Playing the team card
Yes, the incumbent Australians were vulnerable and India seized the opportunity to punish them, but the Indian team also lost the Test series in South Africa and England last year. This side, like New Zealand in January 2013 under captain Brendon McCullum and coach Mike Hesson, had an epiphany in South Africa 12 months earlier.
Coach Ravi Shastri alluded to it in the post-match press conference in Sydney. At one point they decided “there’s a certain brand of cricket we’re going to play... we’re going to find out what suits the team best and take it forward from there”. Captain Virat Kohli also struck a chord with New Zealand fans now acclimatised to Kane Williamson’s selfless approach.
When asked to single out the best contribution in the India-Australia series, the skipper played the team card. He said the 66 balls faced by Hanuma Vihari to see off the new ball on Boxing Day in Melbourne was “as big as anyone getting a 100”. This came straight from the Williamson playbook. If Kohli comes anywhere near maintaining those sentiments long term, his tenure will be revered.
The Kohli factor
The Indian team is formidable and watchable. Their capabilities have been obvious in Australia. Cheteshwar Pujara and Jasprit Bumrah were especially unstoppable. However, the most important human component to any sustained success will be Kohli. His playing ability has been enhanced with the captaincy, and he is among the most powerful leaders of any sports team worldwide. I witnessed the energy he can generate during the New Zealand-India Test at Eden Gardens in 2016. Kohli stood in the slip cordon and raised his palms skyward. The higher they went the louder the crowd roared. He was a human amplifier.

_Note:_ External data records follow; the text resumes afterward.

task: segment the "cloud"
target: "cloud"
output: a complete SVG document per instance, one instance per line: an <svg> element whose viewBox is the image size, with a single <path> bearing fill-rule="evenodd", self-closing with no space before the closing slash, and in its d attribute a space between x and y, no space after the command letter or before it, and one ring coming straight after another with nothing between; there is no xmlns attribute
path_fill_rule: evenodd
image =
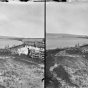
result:
<svg viewBox="0 0 88 88"><path fill-rule="evenodd" d="M88 34L88 3L49 3L46 6L47 32Z"/></svg>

If Kohli embraces Indian fans’ love of the game and defends against slipping into a cult of personality, he will become a captain loved at home and respected abroad. At 30, he’s a poster child for a savvy generation of Indian millennials. They know the power they wield, and they defer to no one. He only has to avoid getting lured into a narcissistic echo chamber and believing the hype.
The coup in Australia suggests the sport’s momentum could stay with India for the foreseeable future, given the talent on show anywhere from the Ranji Trophy to the Indian Premier League. The IPL investment has matured over 11 editions into a jewel, albeit a gaudy one, on the cricketing landscape. For local players to get an annual audience with the world’s best is of priceless development value.
If the qualities of empathy, passion and independence are replenished in the Indian dressing room to feed the team culture, and the combative approach of the players simmers but never boils over into poisonous aggression, a dynasty could be propagated.